136. Numerical and Computational Tools for Applied Science (described under Computer Science 36)

10W: 10 (Torresani).

143. Introduction to Bioinformatics (described under Computer Science 43)

09F: 12 (Bailey-Kellogg).

146. Mathematical Optimization and Modeling (described under Computer Science 46)

10S: 11 (Fleischer).

153. Introduction to Computational Neuroscience (Identical to, and described under, Psychological and Brain Sciences 140).

09F, 10F: 2A (Granger).

180. Reading Course

181. Special Topics Seminar

182. Topics in Computer Graphics

Not offered during 2009-10

185. Algorithms Seminar

09F: 10A (Chakrabarti).

10S: 12 (Drysdale).

10F, 11W, 11S: Arrange

186. Numerical Analysis Seminar

187. Computer Architecture and Hardware Seminar

188. Computer Systems Seminar

09F: 2A (Torresani).

10W: 10A (Choudhury)

10S: 2A (Balkcom).

Prerequisite: Computer Science 23, 25, and 37, or permission of the instructor. Computer Science 58 may be recommended.

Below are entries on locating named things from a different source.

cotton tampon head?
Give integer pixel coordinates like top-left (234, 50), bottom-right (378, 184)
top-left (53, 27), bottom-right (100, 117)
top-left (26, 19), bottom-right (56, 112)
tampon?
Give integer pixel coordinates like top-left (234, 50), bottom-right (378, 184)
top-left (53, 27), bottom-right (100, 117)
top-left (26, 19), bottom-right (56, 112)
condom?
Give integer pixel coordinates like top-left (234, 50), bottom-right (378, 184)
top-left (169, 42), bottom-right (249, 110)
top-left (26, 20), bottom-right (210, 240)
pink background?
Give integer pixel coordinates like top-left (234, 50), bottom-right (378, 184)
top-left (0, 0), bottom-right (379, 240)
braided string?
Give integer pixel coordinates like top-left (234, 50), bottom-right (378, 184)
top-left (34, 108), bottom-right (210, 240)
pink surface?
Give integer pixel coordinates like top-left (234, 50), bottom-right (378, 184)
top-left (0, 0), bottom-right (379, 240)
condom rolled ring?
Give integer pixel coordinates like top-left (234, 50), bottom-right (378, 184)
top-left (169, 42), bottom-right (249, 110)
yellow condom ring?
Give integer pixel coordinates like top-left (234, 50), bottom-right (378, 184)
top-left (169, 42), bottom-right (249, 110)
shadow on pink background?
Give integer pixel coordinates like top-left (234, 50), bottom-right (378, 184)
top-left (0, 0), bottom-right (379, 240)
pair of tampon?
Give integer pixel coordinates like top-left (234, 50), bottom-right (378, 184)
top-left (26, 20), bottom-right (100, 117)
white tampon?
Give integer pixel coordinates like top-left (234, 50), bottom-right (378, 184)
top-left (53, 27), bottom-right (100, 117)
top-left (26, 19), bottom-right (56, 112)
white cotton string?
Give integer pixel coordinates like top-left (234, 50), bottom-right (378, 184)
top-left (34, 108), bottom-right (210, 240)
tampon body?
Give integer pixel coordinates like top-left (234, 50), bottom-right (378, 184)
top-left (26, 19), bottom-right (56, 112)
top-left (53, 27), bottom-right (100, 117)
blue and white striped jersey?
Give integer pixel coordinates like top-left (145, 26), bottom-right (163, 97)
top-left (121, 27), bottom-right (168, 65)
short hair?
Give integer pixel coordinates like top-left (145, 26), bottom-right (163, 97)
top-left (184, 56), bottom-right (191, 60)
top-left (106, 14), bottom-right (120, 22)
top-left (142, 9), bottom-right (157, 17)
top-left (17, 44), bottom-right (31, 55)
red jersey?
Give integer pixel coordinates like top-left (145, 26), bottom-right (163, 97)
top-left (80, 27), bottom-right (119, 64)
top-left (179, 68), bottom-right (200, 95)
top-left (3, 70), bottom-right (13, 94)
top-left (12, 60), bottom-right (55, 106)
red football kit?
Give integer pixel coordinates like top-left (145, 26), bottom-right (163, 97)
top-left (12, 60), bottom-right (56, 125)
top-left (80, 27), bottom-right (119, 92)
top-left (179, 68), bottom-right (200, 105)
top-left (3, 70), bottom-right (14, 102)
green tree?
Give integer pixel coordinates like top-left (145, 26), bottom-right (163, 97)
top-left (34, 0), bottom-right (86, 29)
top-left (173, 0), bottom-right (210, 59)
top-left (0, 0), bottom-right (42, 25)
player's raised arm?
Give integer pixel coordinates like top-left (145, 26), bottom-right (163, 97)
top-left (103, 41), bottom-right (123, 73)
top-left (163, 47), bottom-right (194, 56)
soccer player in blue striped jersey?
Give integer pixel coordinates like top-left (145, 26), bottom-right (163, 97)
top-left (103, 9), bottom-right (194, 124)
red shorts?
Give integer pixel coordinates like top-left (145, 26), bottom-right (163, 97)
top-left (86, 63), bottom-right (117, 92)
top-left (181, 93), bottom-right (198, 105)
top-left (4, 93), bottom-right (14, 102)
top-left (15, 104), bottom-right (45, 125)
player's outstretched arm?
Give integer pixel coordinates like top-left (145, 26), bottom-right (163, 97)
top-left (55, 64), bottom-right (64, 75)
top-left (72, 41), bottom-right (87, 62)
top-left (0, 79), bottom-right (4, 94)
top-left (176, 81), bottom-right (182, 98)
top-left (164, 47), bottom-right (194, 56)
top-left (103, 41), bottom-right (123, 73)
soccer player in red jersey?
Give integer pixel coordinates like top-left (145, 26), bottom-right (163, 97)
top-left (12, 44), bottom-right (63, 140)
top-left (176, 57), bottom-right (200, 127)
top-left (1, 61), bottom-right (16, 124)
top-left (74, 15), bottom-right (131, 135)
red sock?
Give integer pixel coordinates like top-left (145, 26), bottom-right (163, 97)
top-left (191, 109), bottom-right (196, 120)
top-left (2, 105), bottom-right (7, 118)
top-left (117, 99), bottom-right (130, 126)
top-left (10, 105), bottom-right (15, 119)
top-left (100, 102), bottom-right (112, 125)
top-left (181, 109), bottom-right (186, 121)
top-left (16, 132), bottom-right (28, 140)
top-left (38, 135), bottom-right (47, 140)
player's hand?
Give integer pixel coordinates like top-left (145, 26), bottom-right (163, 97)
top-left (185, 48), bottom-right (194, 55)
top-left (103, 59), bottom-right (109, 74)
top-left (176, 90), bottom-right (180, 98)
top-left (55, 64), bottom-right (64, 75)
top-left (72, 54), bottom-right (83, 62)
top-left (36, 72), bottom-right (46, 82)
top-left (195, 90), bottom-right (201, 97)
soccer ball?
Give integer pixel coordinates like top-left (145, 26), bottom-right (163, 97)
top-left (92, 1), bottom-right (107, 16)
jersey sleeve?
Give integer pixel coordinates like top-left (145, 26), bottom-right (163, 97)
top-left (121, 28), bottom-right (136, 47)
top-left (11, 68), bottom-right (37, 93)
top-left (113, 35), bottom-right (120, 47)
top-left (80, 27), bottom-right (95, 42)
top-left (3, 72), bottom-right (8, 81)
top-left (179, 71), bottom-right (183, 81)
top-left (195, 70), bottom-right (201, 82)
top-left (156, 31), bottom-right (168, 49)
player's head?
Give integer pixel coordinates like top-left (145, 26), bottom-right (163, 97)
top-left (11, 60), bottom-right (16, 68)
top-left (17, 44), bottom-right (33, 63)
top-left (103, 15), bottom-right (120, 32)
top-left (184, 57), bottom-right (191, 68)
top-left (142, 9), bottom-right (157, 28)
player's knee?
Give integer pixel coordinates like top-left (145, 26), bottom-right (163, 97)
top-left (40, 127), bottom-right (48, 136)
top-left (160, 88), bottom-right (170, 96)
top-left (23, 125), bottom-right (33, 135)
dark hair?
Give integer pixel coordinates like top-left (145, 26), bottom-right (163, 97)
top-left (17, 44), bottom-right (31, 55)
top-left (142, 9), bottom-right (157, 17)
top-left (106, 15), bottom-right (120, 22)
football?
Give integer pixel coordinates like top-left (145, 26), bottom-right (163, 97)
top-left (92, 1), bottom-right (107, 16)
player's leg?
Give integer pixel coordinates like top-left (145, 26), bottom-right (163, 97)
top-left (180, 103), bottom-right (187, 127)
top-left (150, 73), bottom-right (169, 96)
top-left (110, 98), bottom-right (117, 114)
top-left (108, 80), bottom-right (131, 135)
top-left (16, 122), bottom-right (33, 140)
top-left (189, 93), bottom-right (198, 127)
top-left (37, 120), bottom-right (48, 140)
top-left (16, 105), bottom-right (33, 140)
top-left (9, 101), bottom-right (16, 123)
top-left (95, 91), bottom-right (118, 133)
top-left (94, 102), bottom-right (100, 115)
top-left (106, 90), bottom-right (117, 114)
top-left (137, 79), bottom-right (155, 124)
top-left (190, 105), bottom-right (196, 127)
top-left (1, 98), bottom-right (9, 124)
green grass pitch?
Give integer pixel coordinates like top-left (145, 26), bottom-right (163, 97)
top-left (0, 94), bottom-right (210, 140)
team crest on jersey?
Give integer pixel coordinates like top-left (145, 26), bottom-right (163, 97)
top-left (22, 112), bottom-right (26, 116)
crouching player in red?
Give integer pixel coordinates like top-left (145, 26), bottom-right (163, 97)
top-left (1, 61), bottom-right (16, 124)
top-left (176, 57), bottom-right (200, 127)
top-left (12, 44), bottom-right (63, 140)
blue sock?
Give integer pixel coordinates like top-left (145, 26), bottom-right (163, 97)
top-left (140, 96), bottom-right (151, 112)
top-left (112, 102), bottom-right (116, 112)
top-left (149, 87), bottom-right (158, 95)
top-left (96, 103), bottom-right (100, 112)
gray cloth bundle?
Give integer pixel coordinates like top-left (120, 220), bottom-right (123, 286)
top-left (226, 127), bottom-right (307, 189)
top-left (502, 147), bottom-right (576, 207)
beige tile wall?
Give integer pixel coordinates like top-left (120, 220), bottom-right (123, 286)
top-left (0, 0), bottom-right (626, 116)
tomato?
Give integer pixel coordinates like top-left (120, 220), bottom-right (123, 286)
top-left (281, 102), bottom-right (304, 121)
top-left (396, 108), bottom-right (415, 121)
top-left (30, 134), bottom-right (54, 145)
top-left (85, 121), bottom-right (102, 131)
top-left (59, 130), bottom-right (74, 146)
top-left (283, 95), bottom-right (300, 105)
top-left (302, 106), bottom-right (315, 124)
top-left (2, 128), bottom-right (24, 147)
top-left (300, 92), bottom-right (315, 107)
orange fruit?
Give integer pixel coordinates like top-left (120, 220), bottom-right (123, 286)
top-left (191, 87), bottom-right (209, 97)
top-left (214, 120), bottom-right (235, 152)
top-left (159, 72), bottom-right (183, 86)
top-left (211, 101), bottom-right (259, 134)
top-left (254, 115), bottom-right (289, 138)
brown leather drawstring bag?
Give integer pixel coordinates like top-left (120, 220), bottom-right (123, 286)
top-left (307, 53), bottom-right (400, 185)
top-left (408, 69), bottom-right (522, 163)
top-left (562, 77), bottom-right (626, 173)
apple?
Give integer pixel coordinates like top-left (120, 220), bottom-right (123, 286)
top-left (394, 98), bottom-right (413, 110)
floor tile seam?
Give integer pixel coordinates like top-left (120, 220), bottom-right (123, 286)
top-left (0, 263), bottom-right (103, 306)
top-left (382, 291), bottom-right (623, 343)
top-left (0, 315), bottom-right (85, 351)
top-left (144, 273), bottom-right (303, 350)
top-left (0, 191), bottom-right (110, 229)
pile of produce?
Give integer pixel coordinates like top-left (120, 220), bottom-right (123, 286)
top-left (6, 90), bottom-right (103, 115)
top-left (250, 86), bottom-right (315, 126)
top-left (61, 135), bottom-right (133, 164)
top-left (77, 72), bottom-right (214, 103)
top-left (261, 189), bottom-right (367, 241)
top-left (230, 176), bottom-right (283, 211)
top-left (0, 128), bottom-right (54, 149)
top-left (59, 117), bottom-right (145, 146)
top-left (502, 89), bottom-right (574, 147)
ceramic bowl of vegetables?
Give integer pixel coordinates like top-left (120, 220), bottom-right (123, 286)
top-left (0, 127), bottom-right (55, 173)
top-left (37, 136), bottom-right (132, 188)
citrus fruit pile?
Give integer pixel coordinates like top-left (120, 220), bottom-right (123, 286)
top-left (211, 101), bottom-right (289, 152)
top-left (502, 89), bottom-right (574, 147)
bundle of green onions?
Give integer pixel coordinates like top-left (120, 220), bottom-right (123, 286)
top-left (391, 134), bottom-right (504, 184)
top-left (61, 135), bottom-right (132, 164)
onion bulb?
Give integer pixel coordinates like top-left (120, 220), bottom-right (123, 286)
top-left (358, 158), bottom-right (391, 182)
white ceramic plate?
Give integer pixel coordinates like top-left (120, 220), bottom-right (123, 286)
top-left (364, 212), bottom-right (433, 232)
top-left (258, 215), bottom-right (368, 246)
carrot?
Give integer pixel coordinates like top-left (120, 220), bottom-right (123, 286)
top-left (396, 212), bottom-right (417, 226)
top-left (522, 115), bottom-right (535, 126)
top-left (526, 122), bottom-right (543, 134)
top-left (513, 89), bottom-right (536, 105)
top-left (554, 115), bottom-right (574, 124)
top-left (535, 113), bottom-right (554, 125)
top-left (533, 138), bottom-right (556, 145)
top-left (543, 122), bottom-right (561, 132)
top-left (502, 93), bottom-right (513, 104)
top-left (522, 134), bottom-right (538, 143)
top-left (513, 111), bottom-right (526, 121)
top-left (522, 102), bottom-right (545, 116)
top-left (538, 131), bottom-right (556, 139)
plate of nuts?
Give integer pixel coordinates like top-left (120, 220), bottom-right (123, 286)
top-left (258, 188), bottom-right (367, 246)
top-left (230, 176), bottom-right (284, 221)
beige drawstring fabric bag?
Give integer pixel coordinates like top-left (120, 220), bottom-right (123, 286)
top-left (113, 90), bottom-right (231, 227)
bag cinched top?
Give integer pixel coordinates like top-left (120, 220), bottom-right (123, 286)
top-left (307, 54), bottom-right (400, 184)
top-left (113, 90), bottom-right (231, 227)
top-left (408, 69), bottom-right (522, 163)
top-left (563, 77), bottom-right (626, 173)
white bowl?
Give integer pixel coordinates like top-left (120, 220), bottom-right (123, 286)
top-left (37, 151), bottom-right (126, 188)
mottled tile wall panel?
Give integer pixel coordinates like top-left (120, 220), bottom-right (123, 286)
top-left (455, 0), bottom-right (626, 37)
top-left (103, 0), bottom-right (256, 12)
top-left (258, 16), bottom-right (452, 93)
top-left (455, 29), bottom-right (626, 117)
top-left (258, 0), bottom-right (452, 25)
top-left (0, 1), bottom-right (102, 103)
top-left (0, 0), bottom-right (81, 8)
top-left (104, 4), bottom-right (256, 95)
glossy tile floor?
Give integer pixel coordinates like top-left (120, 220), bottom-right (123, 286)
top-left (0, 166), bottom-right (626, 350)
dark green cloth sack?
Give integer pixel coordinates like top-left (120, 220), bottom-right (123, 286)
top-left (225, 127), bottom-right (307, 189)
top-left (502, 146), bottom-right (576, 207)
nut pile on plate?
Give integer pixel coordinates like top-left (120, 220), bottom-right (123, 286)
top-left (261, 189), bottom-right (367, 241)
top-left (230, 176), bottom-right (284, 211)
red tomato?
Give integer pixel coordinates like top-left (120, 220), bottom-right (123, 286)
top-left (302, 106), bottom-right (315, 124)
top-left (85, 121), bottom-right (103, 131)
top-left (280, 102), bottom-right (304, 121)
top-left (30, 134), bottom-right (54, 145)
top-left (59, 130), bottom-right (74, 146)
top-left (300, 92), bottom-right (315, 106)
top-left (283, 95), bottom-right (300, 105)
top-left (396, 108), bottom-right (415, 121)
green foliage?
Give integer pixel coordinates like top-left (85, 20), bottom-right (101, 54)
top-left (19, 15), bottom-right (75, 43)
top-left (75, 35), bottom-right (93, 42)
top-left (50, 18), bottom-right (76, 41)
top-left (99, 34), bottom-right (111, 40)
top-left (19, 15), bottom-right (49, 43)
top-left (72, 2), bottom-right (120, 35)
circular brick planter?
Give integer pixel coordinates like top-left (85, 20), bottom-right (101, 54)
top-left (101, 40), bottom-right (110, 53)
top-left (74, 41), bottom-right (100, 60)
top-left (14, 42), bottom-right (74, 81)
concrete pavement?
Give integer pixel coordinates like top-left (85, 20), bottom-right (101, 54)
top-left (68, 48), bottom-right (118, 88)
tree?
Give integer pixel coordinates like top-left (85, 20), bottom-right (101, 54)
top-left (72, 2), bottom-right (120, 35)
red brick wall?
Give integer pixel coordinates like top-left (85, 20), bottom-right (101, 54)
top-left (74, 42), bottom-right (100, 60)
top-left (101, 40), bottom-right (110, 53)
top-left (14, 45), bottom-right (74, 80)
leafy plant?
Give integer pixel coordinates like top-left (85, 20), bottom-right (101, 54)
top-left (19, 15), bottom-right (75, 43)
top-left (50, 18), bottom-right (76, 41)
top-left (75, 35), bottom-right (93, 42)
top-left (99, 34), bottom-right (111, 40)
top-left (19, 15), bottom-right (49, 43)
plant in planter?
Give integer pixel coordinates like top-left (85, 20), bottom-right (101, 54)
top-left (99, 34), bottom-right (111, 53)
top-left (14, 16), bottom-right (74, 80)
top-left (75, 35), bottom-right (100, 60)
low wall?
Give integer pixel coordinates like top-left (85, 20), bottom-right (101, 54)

257. Supervised Undergraduate Teaching

May be taken multiple times for credit. One course equivalent.

297. Graduate Research

Student participates in research under the supervision of a faculty member. May be taken multiple times for credit. One course equivalent.

298. Thesis Research

Student participates in research under the supervision of a faculty member. May be taken multiple times for credit. Two course equivalents.

299. Full-Time Thesis Research

Student participates in research under the supervision of a faculty member. May be taken multiple times for credit. Three course equivalents.